Sunday, 5 October 2008

Connected Spaces

It has been an exciting few days for those of us geeky types who follow developments in space exploration. For those of you who would question just why we should have such an interest, I'd urge you to read on. On Sunday, we witnessed the world's first ever privately researched and funded orbital launch. The following day, China became the third nation (after the United States and Russia) to successfully conduct a spacewalk under their own power. These events stand as examples of two of the major trends in modern space exploration; commercialisation and the emerging new space race in Asia. This week also saw the 2008 International Astronautical Congress. The opening day brought talks from the heads of several space agencies, including our own European Space Agency (ESA) as well as the Russians, NASA and of course, the now rather smug Chinese. One significant point of discussion, as reported by Short Sharp Science, perhaps reflects the recent global economic chaos. That topic of course was the cost of space exploration. There's no two ways about it, space exploration is expensive. Getting objects into a low orbit costs in the region of €6000 per kilogram and that's about as cheap as it gets. That cost reflects the sheer energy required to break free of the Earth. Research and development for new vehicles, probes and experiments is very pricey too. It’s unsurprising then that NASA's annual budget is somewhere in the region of €20 billion; a figure that will likely come under scrutiny now that the USA is in recession. The justifications presented by these representatives perhaps play to what the public are interested in. Every-day personal benefit. NASA's Mike Griffin pointed out the considerable number of technological advancements that arose out of the research needed to go to space. The miniaturisation of electronics being an obvious development that has lead to the various gadgets we have in our homes. He also pointed to weather satellite technology and the satnav network that many of us now use in our cars.
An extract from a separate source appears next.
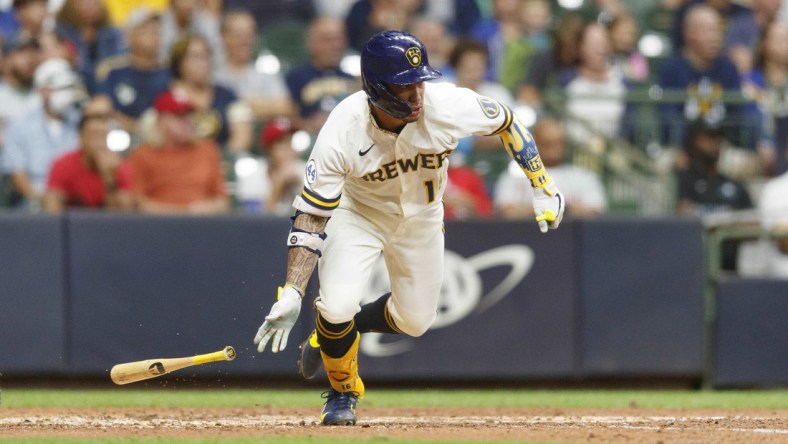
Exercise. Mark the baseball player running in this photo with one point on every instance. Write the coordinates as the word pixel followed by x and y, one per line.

The director general of ESA echoed this sentiment, pointing to Columbus in 1492. We couldn't have imagined the gains we would make from exploration until we set off down that path.

Isolation fallacy

I can see why such points are made, but I see them as being just as short sighted as the criticism levelled at space exploration, and manned space travel in particular. It's often claimed by some that we should fix the problems we have here on Earth before we venture into space. Quite how much time it would take for us to eliminate war, famine and poverty I have no idea. But I consider such thinking to be very silly indeed. The reason I say this is because I suspect that part of the drive to "prioritise" our budgets stems from a severe misconception. I call it the isolation fallacy; the mistaken belief that we are meaningfully separate from "space". In other words, many people tend to think of space as a location that is in some manner distinct from Earth. I think they're wrong. We can imagine the universe as a wild landscape. Vast and wide, with mountains and valleys. The Earth sits in a bit of a depression in that landscape. Being in a shallow hole, it can be tricky for us explore the landscape. The only thing that separates us from the rest of the universe are the practical difficulties we face in getting out of that hole. The aforementioned launch costs, the research and development costs and of course safety concerns. However, none of these things affects anything that might want to come in the other direction. Solar flares, gamma ray bursts and bloody big rocks, to name a few. Although these things are extremely rare, they are all things which can wipe out our civilisation irrespective of how we think about the Earth and space. They see no boundary and we're only beginning to understand what risks we face. We need to learn, but what is perhaps equally important is our need to spread.

Go forth

Civilisations can be fragile things. The ancient Greeks floundered. The Roman Empire was sacked. However, despite these individual failings, human civilisation as a whole has proven rather resilient. We h
ave certainly been set back culturally many times. But for every collapsed civilisation there have been others who inherited their knowledge, technologies and philosophy. Who learned from their mistakes, and moved forward once again. Our culture, taken on a worldwide scale, has become extremely robust. Even were modern western civilisation to collapse, it would not set back human culture by much. This robustness is a product of two factors; how far our species has spread and how well we communicate. To destroy our culture would now require the death of pretty much all humans. Even a small remnant could now rapidly regain our lost culture. The previously mentioned threats from outside of Earth certainly hold the potential to land that killing blow. We also now have an unprecedented capacity to destroy ourselves via nuclear war or ecological disaster. There is an imbalance there. Our capacity to destroy ourselves has never been greater, yet we lack the ability to spread ourselves further and thus enhance the stability of our culture and ensure the future of our species. We cannot readily escape Earth, nor can we settle elsewhere in a self-sufficient manner. We have much to learn, and given that we could well annihilate ourselves without help of anything from space, time is of the essence. The manned space programmes of NASA and the Russian and Chinese space agencies represent the only means by which we can learn the lessons needed to achieve those goals. To view their work as some sort of luxury is to entirely underestimate the risks we face and misunderstand what space represents; our only realistic shot at long-term survival.